Liverpool UK-based rental and production company provides KARA arrays for live orchestral performances of the score from the Academy Award winning movie.

By PSW Staff October 18, 2017

Orchestral rehearsals for La La land. (Credit all images: Shirlaine Forrest)

Liverpool UK based rental and production company Adlib’s audio department specified and supplied L-Acoustics KARA arrays for the recent tour of Damien Chazelle’s multiple Academy Award winning movie La La Land … accompanied by a 51 piece orchestra who played the foot-tapping musical score live.

The tour played a selection of high profile concert halls all around the UK over a period of 10 days.

Adlib was working for Senbla’s Harvey Leslie as production manager & Kitty Stafford-Clark as producer, with a crew of four led by Alan Harrison who was also the system tech, joined by Laurie Binns and Steph Fleming looking after the patch and monitor engineer Max Taylor. Also on the audio team was front of house engineer Arne Bock (working directly for the production.)

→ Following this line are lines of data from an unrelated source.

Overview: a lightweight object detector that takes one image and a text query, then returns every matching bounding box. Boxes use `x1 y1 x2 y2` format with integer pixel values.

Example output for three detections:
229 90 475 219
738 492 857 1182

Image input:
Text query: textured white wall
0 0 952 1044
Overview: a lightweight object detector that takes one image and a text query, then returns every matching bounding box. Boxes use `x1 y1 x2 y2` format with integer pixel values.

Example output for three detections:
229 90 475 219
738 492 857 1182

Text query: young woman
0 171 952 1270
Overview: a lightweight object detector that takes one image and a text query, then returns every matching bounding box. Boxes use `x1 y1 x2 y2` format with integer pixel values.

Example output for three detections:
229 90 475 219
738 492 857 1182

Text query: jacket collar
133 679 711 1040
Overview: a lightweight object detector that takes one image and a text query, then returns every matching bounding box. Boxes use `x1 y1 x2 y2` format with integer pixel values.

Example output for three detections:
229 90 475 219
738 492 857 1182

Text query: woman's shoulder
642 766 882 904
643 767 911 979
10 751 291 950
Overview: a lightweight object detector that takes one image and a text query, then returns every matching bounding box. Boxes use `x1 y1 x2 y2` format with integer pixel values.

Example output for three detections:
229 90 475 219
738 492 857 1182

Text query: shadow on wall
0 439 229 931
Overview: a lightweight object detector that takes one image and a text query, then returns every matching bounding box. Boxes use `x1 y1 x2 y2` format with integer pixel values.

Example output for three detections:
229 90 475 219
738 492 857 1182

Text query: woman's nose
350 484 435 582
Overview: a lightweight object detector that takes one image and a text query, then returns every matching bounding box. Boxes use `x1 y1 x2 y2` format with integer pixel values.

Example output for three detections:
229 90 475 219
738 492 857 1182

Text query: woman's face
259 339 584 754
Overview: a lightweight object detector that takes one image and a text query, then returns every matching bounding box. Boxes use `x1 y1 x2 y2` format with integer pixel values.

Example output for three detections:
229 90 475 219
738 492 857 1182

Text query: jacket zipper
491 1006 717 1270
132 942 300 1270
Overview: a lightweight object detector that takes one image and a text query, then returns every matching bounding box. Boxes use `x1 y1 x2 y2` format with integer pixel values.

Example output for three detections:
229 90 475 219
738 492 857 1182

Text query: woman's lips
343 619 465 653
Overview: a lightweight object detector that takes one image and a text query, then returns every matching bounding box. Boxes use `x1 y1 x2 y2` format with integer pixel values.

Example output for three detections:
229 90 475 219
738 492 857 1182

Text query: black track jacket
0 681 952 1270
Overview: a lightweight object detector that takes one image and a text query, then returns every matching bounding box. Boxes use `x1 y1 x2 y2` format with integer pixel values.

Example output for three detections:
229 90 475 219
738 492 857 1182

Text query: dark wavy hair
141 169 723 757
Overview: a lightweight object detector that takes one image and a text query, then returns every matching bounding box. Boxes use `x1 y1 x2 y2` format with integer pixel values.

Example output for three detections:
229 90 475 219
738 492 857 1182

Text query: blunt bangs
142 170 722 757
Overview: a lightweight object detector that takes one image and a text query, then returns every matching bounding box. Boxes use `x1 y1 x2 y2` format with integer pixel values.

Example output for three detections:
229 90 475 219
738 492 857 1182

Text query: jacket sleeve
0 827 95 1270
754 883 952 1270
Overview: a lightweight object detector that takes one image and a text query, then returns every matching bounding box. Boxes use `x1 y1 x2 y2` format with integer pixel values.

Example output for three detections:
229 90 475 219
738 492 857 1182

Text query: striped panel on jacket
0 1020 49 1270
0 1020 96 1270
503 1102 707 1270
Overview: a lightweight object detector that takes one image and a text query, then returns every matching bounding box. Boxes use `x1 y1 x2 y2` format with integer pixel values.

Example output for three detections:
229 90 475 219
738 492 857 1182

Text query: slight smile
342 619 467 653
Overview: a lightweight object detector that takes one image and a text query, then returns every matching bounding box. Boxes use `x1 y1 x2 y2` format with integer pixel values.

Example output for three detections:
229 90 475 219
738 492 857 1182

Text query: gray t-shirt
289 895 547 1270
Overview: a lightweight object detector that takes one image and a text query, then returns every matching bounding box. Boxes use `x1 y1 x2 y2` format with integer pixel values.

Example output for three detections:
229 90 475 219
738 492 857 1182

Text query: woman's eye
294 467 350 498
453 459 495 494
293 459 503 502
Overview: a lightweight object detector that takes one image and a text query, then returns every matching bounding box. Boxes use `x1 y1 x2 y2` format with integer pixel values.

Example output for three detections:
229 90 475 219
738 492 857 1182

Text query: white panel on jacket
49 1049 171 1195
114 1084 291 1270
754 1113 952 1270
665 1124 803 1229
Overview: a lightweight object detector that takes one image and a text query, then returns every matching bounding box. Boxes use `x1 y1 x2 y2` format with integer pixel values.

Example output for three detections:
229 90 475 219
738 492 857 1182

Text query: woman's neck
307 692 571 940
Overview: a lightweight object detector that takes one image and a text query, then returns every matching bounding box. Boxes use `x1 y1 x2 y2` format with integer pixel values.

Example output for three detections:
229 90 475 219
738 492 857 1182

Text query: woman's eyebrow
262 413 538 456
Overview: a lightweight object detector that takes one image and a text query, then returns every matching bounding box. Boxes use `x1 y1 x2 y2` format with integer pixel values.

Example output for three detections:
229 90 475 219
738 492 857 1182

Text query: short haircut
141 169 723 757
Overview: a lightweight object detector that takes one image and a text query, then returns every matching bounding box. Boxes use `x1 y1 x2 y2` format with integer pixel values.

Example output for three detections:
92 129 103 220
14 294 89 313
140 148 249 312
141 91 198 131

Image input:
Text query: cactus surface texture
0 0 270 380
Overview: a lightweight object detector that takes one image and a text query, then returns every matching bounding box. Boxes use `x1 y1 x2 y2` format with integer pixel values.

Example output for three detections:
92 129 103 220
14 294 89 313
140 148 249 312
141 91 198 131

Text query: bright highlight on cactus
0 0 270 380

As with any orchestral scenario, precision and detail were key to getting both the acoustic & aesthetics spot-on, and this is the reason why KARA was selected. Other factors included the compact size and low weight of the loudspeakers, which allowed all eyes to be focused on the massive cinema screen upstage. 

In addition to that, the predictable frequency response of the KARA meant the system design for each room could optimize the audience experience and deliver clarity and even tonality for both orchestra and the spoken dialogue from the movie soundtrack, despite some compromises that were necessary due to the screen position.

The two main PA hangs were 12 x KARA, with four ARCS II a-side for in/out fills, four KARA for stage lip fills and two KS28 subs per side.

Having a central focus for the dialogue was vital and the front fills were fed by a separate mix from the DiGiCo SD10 front of house console to allow extra dialogue to the front half of the audience to counter the acoustic sound of the orchestra as well as to boost their ability to focus sound in relation to the screen. The system was powered by L-Acoustics LA12X amplifiers, complete with a standard Adlib Lake processing, EQ and system management.

Four Adlib new AAFD3P mid-highs made up the side fills running in conjunction with AA215HLv2 subs – also from Adlib’s proprietary range – and conductor David Mahoney utilized a self-powered ‘hot-spot’ style personal monitor. A DiGiCo SD12 console was the monitor console of choice for Taylor.

The Adlib team worked closely with David Mahoney explains Binns. They ensured that he was happy with everything monitor related and the levels of ADR (automated dialogue replacement) coming from the film which enabled him and the musicians to sync to the onscreen characters and action.

Adlib’s touring crew

They also made sure he was comfortable with the levels and proportions of special effects and ADR tracks from the film in his personal monitor.

All the other monitoring was achieved using hard-wired IEMs and Adlib’s custom headphone split system which allowed the provision of independent level-controlled mix to each member of the orchestra, apart from the percussion, pianists and jazz trio who had their own IEM mixes.

The mics were primarily DPA 4099s for the strings and brass and DPA 4011s for the percussion, with Neumann KM184s for the woodwind and overheads.

Adlib had worked on its first orchestral project for Senbla’s Harvey Leslie and Kitty Stafford-Clark earlier in the year, with an arena tour of “Harry Potter & the Philosopher’s Stone.”

Adlib account manager Phil Kielty comments, “As a lot of us are movie geeks, it was a real thrill for us to work with Harvey, Kitty and all at Senbla again, who are as passionate about their productions as we are. Presenting this type of entertainment is now becoming a well-oiled process for us and we are extremely excited to be involved at the heart of a new & ground-breaking live entertainment concept.”